5. Isolating myself from friends – or potential friends.
Being an introvert is so hot right now. Every meme is about being isolated, not wanting to talk to or be around others, etc. It’s been greatly normalized, and hey – I love a good meme. So that normalization made me feel like the way I tend to isolate is normal. The thing is, social anxiety is real, sure.
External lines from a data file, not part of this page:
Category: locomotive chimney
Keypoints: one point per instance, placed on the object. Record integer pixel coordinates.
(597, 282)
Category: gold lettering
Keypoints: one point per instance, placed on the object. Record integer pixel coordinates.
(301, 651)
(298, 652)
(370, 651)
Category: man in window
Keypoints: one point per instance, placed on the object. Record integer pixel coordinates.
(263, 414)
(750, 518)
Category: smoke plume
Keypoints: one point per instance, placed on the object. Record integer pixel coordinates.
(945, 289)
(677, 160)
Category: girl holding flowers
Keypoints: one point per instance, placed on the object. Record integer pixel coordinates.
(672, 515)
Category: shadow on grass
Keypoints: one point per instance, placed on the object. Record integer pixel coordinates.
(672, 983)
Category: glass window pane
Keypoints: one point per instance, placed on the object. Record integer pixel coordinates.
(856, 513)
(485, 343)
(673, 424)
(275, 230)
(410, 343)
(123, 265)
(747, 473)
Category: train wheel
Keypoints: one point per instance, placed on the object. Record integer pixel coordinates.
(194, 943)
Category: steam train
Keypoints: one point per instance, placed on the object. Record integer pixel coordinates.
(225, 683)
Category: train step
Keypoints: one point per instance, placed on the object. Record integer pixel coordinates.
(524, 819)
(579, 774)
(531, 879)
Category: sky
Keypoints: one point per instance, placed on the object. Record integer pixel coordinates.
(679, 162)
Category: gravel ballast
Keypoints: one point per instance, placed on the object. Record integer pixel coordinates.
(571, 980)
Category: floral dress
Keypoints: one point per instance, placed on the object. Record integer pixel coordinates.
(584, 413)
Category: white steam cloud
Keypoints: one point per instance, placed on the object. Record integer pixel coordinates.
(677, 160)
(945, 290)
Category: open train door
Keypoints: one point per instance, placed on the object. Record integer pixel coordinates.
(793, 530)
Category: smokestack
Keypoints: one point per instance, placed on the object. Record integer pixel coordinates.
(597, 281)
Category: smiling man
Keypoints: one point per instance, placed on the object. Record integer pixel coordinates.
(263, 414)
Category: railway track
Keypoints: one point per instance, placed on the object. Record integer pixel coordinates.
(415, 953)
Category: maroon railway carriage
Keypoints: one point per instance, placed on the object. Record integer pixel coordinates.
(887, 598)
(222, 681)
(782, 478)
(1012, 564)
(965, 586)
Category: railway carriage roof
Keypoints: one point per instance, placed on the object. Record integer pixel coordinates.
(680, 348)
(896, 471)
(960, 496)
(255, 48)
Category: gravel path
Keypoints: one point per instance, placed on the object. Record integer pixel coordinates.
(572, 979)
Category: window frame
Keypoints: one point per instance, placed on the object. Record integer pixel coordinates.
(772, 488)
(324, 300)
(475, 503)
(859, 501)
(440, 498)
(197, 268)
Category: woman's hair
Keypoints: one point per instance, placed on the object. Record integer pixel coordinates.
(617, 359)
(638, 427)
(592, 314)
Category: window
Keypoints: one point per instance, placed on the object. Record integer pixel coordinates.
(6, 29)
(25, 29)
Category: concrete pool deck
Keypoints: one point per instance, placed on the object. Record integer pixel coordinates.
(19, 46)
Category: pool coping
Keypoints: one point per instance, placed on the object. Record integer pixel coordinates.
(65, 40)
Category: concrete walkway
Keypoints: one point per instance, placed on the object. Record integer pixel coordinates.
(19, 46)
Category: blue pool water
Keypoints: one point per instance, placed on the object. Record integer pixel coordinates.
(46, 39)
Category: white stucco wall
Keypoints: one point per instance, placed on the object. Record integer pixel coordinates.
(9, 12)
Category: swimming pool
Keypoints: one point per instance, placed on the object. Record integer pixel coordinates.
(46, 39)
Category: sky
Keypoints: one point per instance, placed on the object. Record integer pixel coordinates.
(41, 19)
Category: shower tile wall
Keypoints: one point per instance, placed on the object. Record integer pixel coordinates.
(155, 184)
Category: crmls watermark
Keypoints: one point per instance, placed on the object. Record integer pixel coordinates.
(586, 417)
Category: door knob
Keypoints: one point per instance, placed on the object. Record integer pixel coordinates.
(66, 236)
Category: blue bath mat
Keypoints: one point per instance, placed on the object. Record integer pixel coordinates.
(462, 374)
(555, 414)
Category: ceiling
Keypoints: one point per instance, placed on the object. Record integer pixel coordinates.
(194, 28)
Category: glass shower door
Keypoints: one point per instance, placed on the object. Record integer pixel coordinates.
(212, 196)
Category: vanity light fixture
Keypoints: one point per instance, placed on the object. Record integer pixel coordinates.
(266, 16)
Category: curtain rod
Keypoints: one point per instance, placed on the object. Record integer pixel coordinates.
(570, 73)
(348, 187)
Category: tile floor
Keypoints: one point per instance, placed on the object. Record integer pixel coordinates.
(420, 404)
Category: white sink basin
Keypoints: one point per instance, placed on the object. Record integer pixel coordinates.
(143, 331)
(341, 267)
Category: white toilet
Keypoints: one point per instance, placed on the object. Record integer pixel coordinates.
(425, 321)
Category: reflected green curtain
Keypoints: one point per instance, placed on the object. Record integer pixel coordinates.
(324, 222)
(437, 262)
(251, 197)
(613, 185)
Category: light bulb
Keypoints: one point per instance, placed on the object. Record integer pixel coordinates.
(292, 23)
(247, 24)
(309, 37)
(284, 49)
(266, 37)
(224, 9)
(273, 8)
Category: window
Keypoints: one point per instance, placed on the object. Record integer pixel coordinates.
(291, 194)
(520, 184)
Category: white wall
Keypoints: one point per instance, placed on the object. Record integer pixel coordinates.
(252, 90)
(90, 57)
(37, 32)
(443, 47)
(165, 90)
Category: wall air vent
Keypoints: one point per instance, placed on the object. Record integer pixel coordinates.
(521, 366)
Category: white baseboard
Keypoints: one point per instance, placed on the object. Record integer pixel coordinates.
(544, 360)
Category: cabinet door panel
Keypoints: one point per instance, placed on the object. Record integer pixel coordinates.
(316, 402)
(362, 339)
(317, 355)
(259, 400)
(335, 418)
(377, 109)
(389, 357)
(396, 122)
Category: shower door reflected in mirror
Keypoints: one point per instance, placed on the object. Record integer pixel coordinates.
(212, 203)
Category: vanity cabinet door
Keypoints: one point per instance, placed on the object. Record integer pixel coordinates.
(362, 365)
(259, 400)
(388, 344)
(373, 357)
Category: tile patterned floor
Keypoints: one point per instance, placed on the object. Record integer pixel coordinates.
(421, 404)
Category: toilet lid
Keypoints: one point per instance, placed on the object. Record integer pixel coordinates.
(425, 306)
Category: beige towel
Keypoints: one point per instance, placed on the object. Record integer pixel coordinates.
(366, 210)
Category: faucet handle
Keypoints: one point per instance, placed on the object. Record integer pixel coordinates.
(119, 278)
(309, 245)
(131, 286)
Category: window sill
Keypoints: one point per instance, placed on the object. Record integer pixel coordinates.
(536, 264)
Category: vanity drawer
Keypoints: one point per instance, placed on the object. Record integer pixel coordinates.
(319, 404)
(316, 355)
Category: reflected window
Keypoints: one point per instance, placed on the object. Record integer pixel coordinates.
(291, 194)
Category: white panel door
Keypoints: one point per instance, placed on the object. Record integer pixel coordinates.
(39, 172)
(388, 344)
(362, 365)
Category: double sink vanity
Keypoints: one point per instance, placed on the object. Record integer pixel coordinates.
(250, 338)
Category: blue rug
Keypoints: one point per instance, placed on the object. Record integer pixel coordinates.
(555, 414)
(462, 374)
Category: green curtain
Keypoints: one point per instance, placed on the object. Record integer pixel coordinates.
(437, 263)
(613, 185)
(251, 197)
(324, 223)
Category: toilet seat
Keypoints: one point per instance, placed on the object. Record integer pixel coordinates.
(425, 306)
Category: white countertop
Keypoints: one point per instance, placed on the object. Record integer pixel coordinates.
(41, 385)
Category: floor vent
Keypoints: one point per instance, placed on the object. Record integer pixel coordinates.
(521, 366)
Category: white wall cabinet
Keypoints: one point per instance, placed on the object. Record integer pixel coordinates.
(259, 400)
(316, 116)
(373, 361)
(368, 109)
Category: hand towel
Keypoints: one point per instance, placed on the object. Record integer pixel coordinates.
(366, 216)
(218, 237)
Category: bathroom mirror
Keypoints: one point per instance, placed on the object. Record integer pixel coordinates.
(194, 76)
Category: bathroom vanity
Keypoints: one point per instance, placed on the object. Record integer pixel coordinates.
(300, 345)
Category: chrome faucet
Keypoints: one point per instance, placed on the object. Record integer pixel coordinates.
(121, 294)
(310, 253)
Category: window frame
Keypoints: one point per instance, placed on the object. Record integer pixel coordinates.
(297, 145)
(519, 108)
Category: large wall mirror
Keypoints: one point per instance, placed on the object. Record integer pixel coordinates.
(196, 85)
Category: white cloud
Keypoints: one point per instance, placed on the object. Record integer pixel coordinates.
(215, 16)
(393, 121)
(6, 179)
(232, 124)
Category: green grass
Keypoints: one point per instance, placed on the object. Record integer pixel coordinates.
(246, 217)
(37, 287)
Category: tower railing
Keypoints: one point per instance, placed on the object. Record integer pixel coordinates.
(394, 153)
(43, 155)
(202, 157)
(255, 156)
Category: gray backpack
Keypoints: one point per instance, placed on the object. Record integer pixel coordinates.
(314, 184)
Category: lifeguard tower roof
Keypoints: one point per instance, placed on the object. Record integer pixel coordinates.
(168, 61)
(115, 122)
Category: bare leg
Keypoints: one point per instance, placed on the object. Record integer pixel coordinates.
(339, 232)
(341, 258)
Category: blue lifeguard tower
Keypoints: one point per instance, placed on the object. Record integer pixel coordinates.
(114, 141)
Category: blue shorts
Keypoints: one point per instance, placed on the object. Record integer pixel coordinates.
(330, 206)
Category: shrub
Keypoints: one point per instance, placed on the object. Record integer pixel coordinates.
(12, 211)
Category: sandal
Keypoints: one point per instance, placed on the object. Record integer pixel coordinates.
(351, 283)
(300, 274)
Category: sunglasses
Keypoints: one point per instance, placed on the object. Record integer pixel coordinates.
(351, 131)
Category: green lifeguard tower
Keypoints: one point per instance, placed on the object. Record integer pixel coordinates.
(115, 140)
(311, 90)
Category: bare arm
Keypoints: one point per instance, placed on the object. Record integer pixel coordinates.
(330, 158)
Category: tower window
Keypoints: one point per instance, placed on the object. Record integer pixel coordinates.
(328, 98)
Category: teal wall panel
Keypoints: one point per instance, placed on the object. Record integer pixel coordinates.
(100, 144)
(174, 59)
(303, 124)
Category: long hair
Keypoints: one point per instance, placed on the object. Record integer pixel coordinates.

Introversion is real. But I am working to stop using them as an excuse to not make the effort to develop relationships. The truth is, I’ve been living in this town for a few years now, and I haven’t made many friends, because it takes effort. But that’s what I’m doing this year!
6. Allowing my mental illness to control my life.
I have not been shy at all about discussing my struggle with mental illness on this blog. Depression and anxiety have a tendency to run my life if I allow them to. And when I’m having a depressive episode, effort to do virtually anything is non-existent. I don’t want to go through that this year. That means putting myself first – making sure I do everything and see everyone (various mental health professionals) I need to do to stay healthy. And yep, that takes effort too! It’s easy to put myself at the bottom of the list and make sure my family’s needs are met. But this year, I am putting forth the effort to take care of myself as well.